From my experiences of growing up with “folk” music, I would have assumed that bluegrass music would be at the heart of any discussion of American folk music. Most of the folk music I knew about was bluegrass, and the bluegrass music seemed to embody the meaning of folk. One article I found claims that bluegrass music is “the purest type of music in the world today.” For what reasons would this author claim that bluegrass music is the purest music? Perhaps they are the same reasons that led me to believe that bluegrass music was the most “folk” out of any other music I knew.
This bold claim may just be a strategic advertisement that simply reflects a desire to attract audiences, but there is no doubt that it connects to the role of bluegrass music in the folk revival. “Pure” in this context most likely means historically authentic. We have to question how “authentic” bluegrass music is. There are a few things that contradict the idea that it is purely folk music by definition. Richard Crawford notes that bluegrass music is based in the popular sphere, but looks towards the traditional sphere. Bluegrass music is defined by its old-fashioned instrumentation and older influences, such as Anglo-American folk singing and field hollers. While the connections to the past are strong, it is still a and it is known as a modern representation of Appalachian folk music with ties to popular music. Another contradiction has to do with the conception that folk music doesn’t have a clear original source. While bluegrass has many earlier influences that contributed to its existence, there is a more clear beginning with Bill Monroe and Earl Scruggs at the Grand Ole Opry.
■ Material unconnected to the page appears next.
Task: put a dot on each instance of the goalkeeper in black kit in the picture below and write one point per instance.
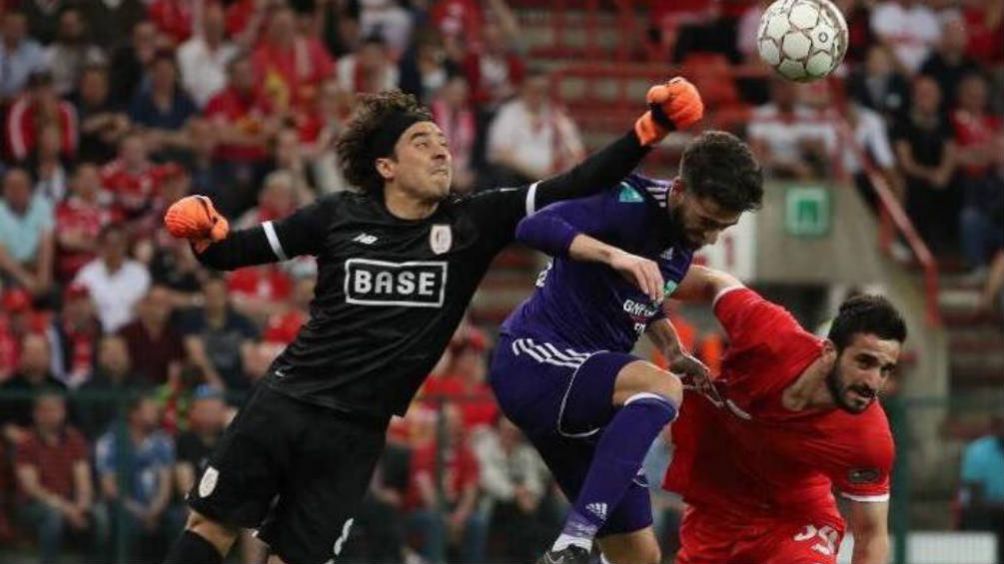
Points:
(398, 264)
These facts don’t mean that bluegrass music isn’t folk music or that its history is too different from other folk music styles. However, I wonder what gave the writer of the second article and myself the impression that it was the purest form of music, or that it was the epitome of folk music.
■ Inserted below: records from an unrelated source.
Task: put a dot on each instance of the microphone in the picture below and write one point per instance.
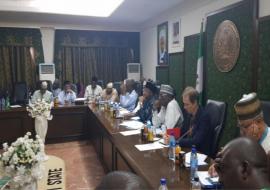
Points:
(184, 135)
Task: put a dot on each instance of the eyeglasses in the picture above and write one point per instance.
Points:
(246, 126)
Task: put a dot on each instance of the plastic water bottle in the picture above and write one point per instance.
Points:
(193, 163)
(163, 185)
(196, 185)
(1, 108)
(3, 103)
(172, 147)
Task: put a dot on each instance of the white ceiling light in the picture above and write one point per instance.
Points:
(98, 8)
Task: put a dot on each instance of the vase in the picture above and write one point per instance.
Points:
(41, 127)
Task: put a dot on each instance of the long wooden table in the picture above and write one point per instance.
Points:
(116, 152)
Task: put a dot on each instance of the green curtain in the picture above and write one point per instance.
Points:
(80, 64)
(79, 55)
(20, 52)
(17, 65)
Crawford, Richard. America’s Musical Life. New York: W. W. Norton & Company, Inc., 2001.
Evans, David. “Folk Revival Music.” The Journal of American Folklore 92, no. 363 (1979): 108-15.
Haring, Lee. “The Folk Music Revival.” The Journal of American Folklore 86, no. 339 (1973): 60.
Tribe, Ivan M. Mountaineer Jamboree. Lexington: University Press of Kentucky, 1984.
PS – Can you please add a title to your post? It makes it easier to link to. Thanks!
You’re totally right to put critical pressure on the claim that bluegrass is the “purest” folk music – “purest” is exactly the kind of hyperbolic writing that should make us skeptical. You did some great research for this post, and it was fun to see the primary sources you dug up. I would have liked to see more discussion of the “popular” nature of bluegrass; mostly you talked about its folkiness or lack thereof. What does the origins of bluegrass in the Grand Ole Opry have to do with Crawford’s designation of it as “popular” rather than “folk” music?
I’m really glad you were able to write about a topic of personal significance to you – keep up the great work!